Elizabeth Wallfisch on the cycle of the Beethoven sonatas:
“The ten sonatas for violin and piano form a wonderful group. The first three, published in 1798 as op. 12, are brilliant examples of Beethoven's first maturity. The next six show the full range of the composer's middle period, from the dramatic world of the Fifth Symphony (C minor sonata, op 30 no 2 and the Kreutzer, opus 47), to the sunny, humorous one of the Pastoral (Spring sonata, A major op. 30 no. 3). And the last Sonata op. 96, is an example of Beethoven's late style, with its concentrated expression and original forms-not as radical as the late quartets, but filled with the same radiance. A beauty unparalleled! We simply love these works with a passion. you can't help falling in love with the music, being moved by its tenderness and whole-hearted openness. They are a window into Beethoven ...” 

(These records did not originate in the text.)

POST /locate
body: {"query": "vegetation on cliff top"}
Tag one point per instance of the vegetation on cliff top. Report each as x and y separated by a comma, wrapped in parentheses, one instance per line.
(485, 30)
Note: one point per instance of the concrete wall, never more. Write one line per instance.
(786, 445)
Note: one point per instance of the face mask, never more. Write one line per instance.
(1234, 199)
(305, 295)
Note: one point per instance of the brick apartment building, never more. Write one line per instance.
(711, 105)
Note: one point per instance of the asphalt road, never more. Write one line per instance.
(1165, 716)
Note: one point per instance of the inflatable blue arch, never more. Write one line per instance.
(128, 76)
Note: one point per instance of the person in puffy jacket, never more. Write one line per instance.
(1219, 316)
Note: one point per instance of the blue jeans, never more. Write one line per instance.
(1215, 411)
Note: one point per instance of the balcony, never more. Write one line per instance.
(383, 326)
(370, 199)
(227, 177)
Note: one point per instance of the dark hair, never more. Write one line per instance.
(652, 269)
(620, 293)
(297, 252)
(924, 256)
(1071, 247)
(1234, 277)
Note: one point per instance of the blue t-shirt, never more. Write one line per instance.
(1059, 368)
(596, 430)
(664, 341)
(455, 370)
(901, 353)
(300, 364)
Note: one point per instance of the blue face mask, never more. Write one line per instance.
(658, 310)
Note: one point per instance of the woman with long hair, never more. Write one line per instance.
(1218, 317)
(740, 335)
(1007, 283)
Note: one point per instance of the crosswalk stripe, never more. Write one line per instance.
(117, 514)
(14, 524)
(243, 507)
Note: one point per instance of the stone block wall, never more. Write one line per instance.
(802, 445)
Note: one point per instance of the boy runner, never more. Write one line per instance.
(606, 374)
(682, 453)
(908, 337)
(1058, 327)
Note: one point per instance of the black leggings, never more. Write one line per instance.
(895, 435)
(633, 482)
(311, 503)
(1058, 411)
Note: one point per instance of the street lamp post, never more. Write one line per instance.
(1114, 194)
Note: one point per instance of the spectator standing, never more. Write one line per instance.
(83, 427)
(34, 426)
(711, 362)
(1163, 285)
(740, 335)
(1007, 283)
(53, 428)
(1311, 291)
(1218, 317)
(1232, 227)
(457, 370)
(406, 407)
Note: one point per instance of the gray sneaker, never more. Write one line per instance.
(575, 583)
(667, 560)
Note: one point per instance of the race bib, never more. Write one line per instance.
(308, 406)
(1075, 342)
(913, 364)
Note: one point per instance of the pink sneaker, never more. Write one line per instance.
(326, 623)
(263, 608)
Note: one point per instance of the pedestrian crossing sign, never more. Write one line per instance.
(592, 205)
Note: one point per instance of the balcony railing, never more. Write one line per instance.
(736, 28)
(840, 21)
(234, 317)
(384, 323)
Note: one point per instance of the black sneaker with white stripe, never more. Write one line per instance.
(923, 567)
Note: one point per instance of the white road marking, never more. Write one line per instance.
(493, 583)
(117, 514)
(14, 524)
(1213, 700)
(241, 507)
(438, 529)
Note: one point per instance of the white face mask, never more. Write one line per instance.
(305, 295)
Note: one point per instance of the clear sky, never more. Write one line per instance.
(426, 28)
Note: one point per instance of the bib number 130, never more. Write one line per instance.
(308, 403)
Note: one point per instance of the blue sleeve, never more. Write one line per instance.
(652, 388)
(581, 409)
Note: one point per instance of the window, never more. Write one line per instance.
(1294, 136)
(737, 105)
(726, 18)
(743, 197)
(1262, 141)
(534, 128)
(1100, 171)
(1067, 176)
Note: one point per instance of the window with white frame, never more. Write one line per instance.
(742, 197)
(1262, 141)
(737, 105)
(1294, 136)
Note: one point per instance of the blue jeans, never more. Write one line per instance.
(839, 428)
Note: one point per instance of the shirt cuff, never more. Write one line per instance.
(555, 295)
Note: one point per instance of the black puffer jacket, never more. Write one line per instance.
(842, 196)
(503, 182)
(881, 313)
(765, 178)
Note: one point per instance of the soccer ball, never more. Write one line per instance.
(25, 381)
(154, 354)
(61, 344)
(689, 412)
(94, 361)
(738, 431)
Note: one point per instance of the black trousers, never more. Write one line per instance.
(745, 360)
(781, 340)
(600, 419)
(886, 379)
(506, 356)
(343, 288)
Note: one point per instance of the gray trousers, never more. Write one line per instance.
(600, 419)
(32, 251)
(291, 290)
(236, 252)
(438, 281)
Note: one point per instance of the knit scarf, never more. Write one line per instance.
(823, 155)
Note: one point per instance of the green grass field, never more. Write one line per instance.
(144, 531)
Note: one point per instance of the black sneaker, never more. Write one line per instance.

Elizabeth Wallfisch (www.elizabethwallfisch.com)

Elizabeth Wallfisch is an internationally-praised concert violinist who performs on both original and modern instruments. She directs chamber orchestras worldwide from the violin, and is a professor of Baroque, Classical, and modern violin. She has given masterclasses all over the world and directs the Wallfisch Band. She is also a member of the renowned Oberlin Fortepiano Trio. She has made dozens of recordings, including the complete Sonatas and Partitas for Solo Violin by Johann Sebastian Bach. (See Amazon for a partial listing.) Concerning her teaching, Wallfisch remarks, “In 1990, I was on the staff at the Royal Academy of Music in London, as Baroque Violin professor, specializing in the ‘art and craft’ of playing ‘historical’ instruments. This was my first ‘toe in the water’ of teaching that what to me was a relatively new, and very complex thing, the ‘baroque’ violin. Shortly after, I was invited to take the same position at the Royal Conservatory of Music, in Den Haag, the Netherlands, on ‘Baroque Violin,’ where I remained for 15 years. I am now once more very happy to be affiliated with the Royal Academy of Music in London.”

David Breitman
David Breitman is equally at home with the fortepiano and the modern piano, and enjoys both solo and ensemble playing. Recent seasons have included Beethoven’s Fourth Concerto and Choral Fantasy on both historical and modern pianos, and several performances at the renowned Cobbe Collection of historical instruments outside of London. His collaboration with baritone Sanford Sylvan spans more than thirty years with several hundred recitals and four CDs, ranging from Schubert’s Die schöne Müllerin to the premiere recording of The Glass Hammer, a major song cycle by the Cuban-American composer Jorge Martin. He has recorded the Mozart piano-violin sonatas on historical instruments with Jean-François Rivest for Analekta, and, in a collaboration of a different sort, he is one of seven fortepianists on the 10-CD recording of the complete Beethoven piano sonata cycle on CLAVES.